The date made famous by Columbus's voyage to America, 1492, resonated with infamy for Spanish Jews and Muslims. For nearly eight centuries, they had coexisted peacefully with Christians under the rule of various Muslim dynasties; but that year, an adamantly Catholic Spain expelled them as heretics from the Iberian Peninsula. Conversos—Jews and Muslims who had converted to Catholicism—were allowed to stay, but they led precarious lives: Christian suspicion of the sincerity of their conversions lead to their imprisonment, even torture and execution. Jews who practiced their religion clandestinely were known as crypto-, or secret, Jews, and they hung onto their beliefs and culinary traditions with courage and pride, struggling to maintain their cohesion and evade the Inquisition.
Other than that it retained symbolic as well as nutritional value to them, very little is known about the food eaten by the crypto-Jews of Spain—which makes_ A Drizzle of Honey: The Lives and Recipes of Spain's Secret Jews_ quite remarkable. Because no medieval Jewish cookbooks exist today, authors David M. Gitlitz and his wife, Linda Kay Davidson, both of whom teach Spanish at the University of Rhode Island, had to turn to other sources for their research—including trial testimonies from the Inquisition, which often cited culinary customs as evidence of crypto-Jewish behavior.
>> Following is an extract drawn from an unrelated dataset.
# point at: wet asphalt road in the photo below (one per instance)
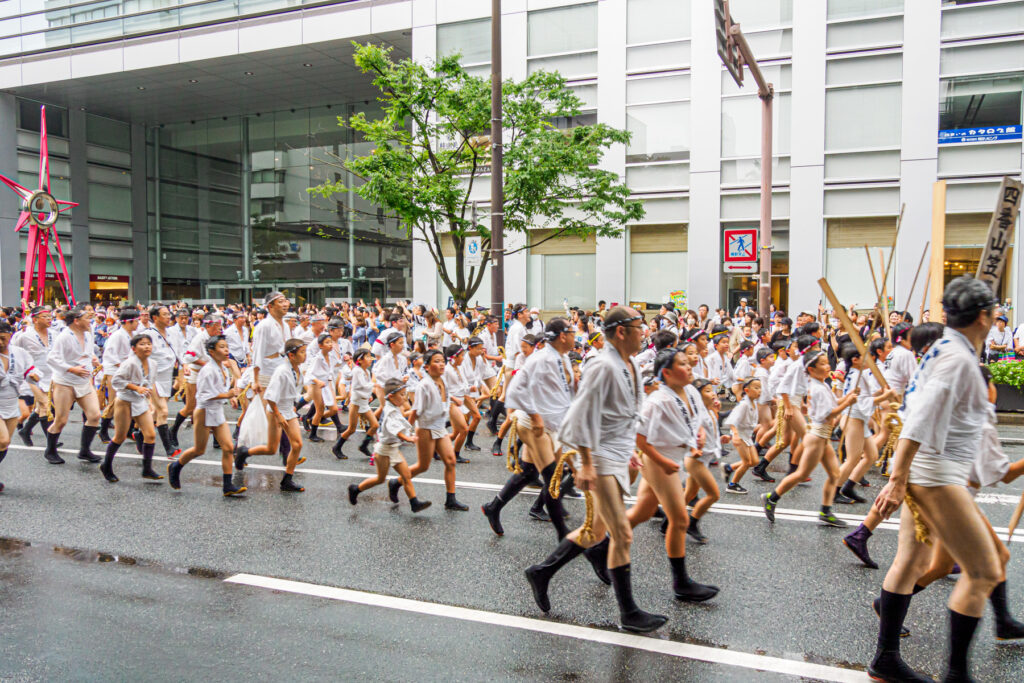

Traditions like finishing a dish with a drizzle of honey (hence the book's title) revealed the cook to be Jewish, as did koshering meat, avoiding foods (like shellfish and pork) that were banned by Jewish dietary law, and preparing special dishes for the Sabbath and other holidays.
Reading court documents over a period of two decades, Gitlitz found about 90 brief references to Jewish cooking in Iberia and its colonies, and manipulated those meager and inexact reports into recipes that can be cooked in a modern American kitchen. For example, a 1523 testimony tells us only that the accused on ''Friday night cooked meatballs and another stew pot of Swiss chard with its spices and chickpeas''. In Gitlitz and Davidson's hands, this becomes an 11-step meatball stew recipe enriched with helpful cooking tips. The authors freely admit to experimentation, but they have done the kind of research necessary to make very good educated guesses, analyzing several ancient and medieval cookbooks whose provenances range from first-century Rome to 13th-century Baghdad to 14th-century Paris. They also include, along with each recipe and the testimony on which it is based, the story of the ill-fated cook. Beatriz Nuñez, for example, brought before the Inquisition in 1485, was denounced by one of her own maids for making a Sabbath stew; she was later burned alive as a heretic.
The foods these Spanish Jews cooked owed much to the culinary sensibilities and aesthetics of their longtime Islamic rulers. Rice, artichokes, and saffron—just a few of the items imported from the Arab world—appear in many of the book's recipes. The Islamic penchant for coloring foods also influenced Iberian cooking, and we see it here in a recipe called Diego Enriquez's carne con yerbabuena, a beef stew tinted green with a copious amount of mint and parsley.
Culinary history in the form of cookbooks is in its infancy, and most of it has not ventured beyond the collecting of historical factoids. But A Drizzle of Honey is a culinary history you can sink your teeth into. It sheds light on medieval Jewish culinary culture, has intriguing recipes, and offers careful and attentive scholarship. The authors back up their claims solidly, quote sources accurately, and end with extensive notes and bibliography. Lest my praise seem too effusive, though, allow me some quibbles: One source used, a writer named Beinart, is not in the bibliography. And it's not true, as the authors claim, that the Arabs introduced the chickpea to Spain; it grew all over the Mediterranean in ancient times. Also, the authors argue that since medieval cookbooks relied heavily on spices, heavy spice use must have been common. But these cookbooks were written for the rich, and spices were too expensive to be used lavishly by ordinary people. Another problem: There are no maps, and this book begs for them. Lastly, many of the recipes make for more fascinating reading than they do satisfying eating.
Despite these quibbles, this penetrating work may be the best historical Jewish cookbook yet written—and it is certainly a must for anyone who heeds this ancient Muslim proverb: Of the good things of this world, the Muslims enjoy most sex; the Christians, money; the Persians, status; and the Jews, food.